Dry sliding wear behavior of laser clad TiVCrAlSi high entropy alloy coatings on Ti–6Al–4V substrate

• Published in: Materials in engineering Vol. 41; pp. 338 - 343
• Main Authors: Huang, Can, Zhang, Yongzhong, Vilar, Rui, Shen, Jianyun
• Format: Journal Article
• Language: English
• Published: Elsevier Ltd 01.10.2012
• Subjects: Coatings; Dispersion; Entropy; Frictional wear; High-entropy alloy coating; Laser beam cladding; Laser cladding; Sliding friction; Titanium base alloys; Wear behavior; Wear resistance; Laser cladding; High-entropy alloy coating; Wear behavior
• ISSN: 0261-3069
• DOI: 10.1016/j.matdes.2012.04.049

► TiVCrAlSi high entropy alloy coatings were obtained on Ti–6Al–4V by laser cladding. ► (Ti,V)5Si3 forms because the formation is accompanied of large variation on enthalpy. ► Wear resistance of Ti–6Al–4V is improved by laser cladding with TiVCrAlSi. ► The wear mechanism is investigated. Approximately equimolar ratio TiVCrAlSi high entropy alloy coatings has been deposited by laser cladding on Ti–6Al–4V alloy. The analysis of the microstructure by scanning electron microscopy (SEM) shows that the coating is metallurgically bonded to the substrate. X-ray diffraction (XRD) and energy dispersive spectrometer (EDS) analyses show that TiVCrAlSi coating is composed of precipitates of (Ti,V)5Si3 dispersed in a body-centered cubic (BCC) matrix.

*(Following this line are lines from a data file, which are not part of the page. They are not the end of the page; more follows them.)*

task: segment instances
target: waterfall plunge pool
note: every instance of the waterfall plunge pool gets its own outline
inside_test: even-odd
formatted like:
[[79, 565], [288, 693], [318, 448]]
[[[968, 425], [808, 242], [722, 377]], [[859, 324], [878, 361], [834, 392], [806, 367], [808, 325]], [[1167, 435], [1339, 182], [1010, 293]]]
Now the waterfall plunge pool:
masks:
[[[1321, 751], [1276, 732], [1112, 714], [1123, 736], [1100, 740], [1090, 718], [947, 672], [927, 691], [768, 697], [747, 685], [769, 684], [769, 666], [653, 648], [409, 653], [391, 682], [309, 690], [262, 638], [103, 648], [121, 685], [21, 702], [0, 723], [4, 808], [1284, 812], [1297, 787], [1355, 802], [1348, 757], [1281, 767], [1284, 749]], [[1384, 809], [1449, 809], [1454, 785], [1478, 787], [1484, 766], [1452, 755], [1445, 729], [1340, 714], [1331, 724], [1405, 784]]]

Intermetallic compound (Ti,V)5Si3 forms because the formation is accompanied by larger variation on enthalpy, which may offset the entropy term. The dry sliding wear tests show that the wear resistance of Ti–6Al–4V is improved by laser cladding with TiVCrAlSi. The enhancement of the wear resistance is explained by the presence of the hard silicide phase dispersed in a relatively ductile BCC matrix, which allows sliding wear to occur in the mild oxidative regime for a wide range of testing conditions.